A number of software development courses, such as Codecademy or even traditional university classes, prepares the student to solve problems using their language of choice, but leaves them unprepared to go to the next step. This next step is to take what you have created and fold it into something free-standing and usable; Something you can share with friends; Something attractively packaged.
My own dilemma is that I have been taking classes and practicing programming C++ on my mac using XCode as my IDE. Now that I have actually created something (a personal summertime project between classes), I want a good way to present my work. Something more attractive and user friendly than the Terminal environment I currently have.
According to apple, my next step is Cocoa. But, what is Cocoa?

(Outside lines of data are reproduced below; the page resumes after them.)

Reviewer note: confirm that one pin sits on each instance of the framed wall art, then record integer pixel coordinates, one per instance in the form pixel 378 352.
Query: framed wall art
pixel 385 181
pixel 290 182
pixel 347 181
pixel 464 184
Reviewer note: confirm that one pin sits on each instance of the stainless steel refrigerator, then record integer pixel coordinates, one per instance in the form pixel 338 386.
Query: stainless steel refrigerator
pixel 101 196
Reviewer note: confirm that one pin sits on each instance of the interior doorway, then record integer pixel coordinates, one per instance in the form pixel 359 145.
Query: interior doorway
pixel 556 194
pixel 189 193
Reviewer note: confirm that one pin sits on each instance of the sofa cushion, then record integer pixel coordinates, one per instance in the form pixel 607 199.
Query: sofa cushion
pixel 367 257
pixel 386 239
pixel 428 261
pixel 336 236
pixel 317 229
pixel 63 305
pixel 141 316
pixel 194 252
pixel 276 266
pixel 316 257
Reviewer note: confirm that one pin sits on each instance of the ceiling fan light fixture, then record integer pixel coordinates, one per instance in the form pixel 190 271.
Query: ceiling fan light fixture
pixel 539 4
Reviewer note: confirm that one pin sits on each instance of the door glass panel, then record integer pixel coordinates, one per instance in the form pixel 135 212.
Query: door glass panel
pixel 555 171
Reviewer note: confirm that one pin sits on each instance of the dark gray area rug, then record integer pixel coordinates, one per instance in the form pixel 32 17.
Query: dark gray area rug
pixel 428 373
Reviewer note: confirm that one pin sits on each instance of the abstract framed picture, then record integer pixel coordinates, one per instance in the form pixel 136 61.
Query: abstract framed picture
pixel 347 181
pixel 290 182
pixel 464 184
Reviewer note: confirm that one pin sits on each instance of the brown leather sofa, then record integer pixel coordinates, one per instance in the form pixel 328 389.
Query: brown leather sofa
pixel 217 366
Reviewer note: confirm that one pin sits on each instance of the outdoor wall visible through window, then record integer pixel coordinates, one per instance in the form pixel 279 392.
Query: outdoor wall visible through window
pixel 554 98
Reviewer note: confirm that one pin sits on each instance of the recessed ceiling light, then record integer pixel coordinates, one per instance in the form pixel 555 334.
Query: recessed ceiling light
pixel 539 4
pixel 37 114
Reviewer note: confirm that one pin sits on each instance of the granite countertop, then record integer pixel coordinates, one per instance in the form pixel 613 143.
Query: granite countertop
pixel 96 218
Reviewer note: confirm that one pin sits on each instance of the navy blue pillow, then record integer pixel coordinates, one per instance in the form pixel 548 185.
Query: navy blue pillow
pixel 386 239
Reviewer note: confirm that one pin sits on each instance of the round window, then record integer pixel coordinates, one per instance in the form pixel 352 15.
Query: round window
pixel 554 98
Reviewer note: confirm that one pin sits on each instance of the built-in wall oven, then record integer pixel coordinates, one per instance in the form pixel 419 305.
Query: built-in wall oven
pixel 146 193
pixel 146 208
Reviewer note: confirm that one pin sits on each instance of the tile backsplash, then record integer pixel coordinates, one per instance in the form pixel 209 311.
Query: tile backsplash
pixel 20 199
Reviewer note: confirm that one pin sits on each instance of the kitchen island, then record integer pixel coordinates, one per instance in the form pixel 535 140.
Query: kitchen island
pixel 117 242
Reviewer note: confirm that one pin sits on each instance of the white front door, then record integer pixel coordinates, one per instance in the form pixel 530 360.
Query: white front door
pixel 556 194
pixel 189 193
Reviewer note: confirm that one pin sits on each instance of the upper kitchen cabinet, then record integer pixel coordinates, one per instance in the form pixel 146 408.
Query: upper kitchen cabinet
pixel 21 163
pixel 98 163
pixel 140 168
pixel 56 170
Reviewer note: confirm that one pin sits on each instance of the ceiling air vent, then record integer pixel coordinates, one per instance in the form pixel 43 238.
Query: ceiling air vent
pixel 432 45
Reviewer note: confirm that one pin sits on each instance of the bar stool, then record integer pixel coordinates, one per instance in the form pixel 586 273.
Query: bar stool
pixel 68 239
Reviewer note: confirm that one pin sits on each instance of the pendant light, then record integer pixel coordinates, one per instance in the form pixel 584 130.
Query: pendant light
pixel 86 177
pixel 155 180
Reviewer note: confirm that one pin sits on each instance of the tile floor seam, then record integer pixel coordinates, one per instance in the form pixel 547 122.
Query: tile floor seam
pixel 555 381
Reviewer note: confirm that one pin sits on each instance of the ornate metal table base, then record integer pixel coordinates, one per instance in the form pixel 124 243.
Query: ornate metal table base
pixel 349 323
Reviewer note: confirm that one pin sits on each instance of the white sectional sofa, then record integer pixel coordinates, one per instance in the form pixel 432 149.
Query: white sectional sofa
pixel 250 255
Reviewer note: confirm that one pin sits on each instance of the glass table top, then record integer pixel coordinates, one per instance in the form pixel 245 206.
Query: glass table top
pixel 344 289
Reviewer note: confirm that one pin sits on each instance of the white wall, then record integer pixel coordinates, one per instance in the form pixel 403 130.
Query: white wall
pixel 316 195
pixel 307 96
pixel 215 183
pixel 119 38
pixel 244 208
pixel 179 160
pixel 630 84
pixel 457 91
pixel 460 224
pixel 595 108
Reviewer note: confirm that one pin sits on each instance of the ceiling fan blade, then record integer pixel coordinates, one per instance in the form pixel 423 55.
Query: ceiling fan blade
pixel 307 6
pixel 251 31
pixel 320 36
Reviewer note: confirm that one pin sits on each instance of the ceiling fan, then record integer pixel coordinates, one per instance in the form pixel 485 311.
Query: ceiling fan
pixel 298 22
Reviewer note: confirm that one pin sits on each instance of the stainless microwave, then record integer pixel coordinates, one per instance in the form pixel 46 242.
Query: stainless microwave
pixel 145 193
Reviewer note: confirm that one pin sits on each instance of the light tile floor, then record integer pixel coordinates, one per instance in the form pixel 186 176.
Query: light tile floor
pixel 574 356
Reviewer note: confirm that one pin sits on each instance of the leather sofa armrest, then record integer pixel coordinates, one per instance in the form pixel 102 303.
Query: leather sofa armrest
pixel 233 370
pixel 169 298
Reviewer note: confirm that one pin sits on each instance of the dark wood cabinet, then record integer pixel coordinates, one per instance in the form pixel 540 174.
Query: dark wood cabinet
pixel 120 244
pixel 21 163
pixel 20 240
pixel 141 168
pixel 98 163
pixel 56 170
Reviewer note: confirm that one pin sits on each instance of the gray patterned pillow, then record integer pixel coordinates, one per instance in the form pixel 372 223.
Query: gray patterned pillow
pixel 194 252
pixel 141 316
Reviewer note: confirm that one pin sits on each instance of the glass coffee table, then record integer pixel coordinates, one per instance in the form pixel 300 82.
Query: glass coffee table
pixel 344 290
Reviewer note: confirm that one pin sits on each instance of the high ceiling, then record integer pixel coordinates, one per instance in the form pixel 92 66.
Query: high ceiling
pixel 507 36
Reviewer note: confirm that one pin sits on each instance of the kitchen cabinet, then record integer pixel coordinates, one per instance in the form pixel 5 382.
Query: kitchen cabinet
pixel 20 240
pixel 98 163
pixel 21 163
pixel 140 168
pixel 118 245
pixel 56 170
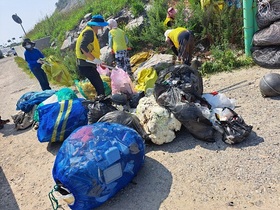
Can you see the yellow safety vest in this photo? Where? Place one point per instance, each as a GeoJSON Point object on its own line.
{"type": "Point", "coordinates": [174, 34]}
{"type": "Point", "coordinates": [118, 37]}
{"type": "Point", "coordinates": [93, 47]}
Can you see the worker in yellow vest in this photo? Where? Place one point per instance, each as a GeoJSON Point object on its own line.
{"type": "Point", "coordinates": [181, 41]}
{"type": "Point", "coordinates": [88, 49]}
{"type": "Point", "coordinates": [170, 17]}
{"type": "Point", "coordinates": [118, 42]}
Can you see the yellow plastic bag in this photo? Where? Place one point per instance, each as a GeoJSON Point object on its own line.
{"type": "Point", "coordinates": [57, 72]}
{"type": "Point", "coordinates": [146, 78]}
{"type": "Point", "coordinates": [88, 91]}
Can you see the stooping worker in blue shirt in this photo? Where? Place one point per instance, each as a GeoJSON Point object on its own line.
{"type": "Point", "coordinates": [88, 48]}
{"type": "Point", "coordinates": [33, 57]}
{"type": "Point", "coordinates": [118, 42]}
{"type": "Point", "coordinates": [181, 41]}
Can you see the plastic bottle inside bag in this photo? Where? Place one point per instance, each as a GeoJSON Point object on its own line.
{"type": "Point", "coordinates": [219, 100]}
{"type": "Point", "coordinates": [69, 198]}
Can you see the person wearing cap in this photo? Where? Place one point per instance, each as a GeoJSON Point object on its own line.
{"type": "Point", "coordinates": [181, 41]}
{"type": "Point", "coordinates": [170, 17]}
{"type": "Point", "coordinates": [33, 57]}
{"type": "Point", "coordinates": [87, 48]}
{"type": "Point", "coordinates": [118, 42]}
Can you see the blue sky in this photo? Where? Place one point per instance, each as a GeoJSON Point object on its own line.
{"type": "Point", "coordinates": [30, 12]}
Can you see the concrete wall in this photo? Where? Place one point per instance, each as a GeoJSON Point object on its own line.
{"type": "Point", "coordinates": [39, 43]}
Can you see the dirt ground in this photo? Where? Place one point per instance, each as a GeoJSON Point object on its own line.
{"type": "Point", "coordinates": [186, 174]}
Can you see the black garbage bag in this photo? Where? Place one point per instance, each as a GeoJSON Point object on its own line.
{"type": "Point", "coordinates": [267, 57]}
{"type": "Point", "coordinates": [268, 13]}
{"type": "Point", "coordinates": [97, 109]}
{"type": "Point", "coordinates": [125, 118]}
{"type": "Point", "coordinates": [183, 77]}
{"type": "Point", "coordinates": [235, 130]}
{"type": "Point", "coordinates": [187, 113]}
{"type": "Point", "coordinates": [193, 120]}
{"type": "Point", "coordinates": [135, 98]}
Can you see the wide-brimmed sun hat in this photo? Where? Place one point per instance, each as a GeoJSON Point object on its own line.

Apple defines Cocoa as “Cocoa is an application environment for both the OS X operating system and iOS, the operating system used on Multi-Touch devices such as iPhone, iPad, and iPod touch.” Which could be meaningful… but not very descriptive to me.
For anyone familiar with Apple lore, Cocoa was first introduced as NeXTSTEP in 1989: A product of Steve Jobs’ successor company NexT. “You can use several programming languages when developing Cocoa software, but the essential, required language is Objective-C … You can even mix C++ code with your Cocoa code and link the compiled code into the same executable.” It is this last phrase that gives me hope that I can figure out how to possibly use the work I have don’t so far and weave it (somehow) together with cocoa to add a friendlier appearance to my work. Furthermore, it looks like I could also use Ruby or Python with Cocoa, two languages that I have been working with and find to be somewhat less awkward at times than C++.
So, how to actually put this together: C++ and Cocoa?
-I’ve been sifting through resources for a couple days now trying to identify some starting point to this without much luck.
-Perhaps this is the wrong way to go about using my C++ code, but is there another way?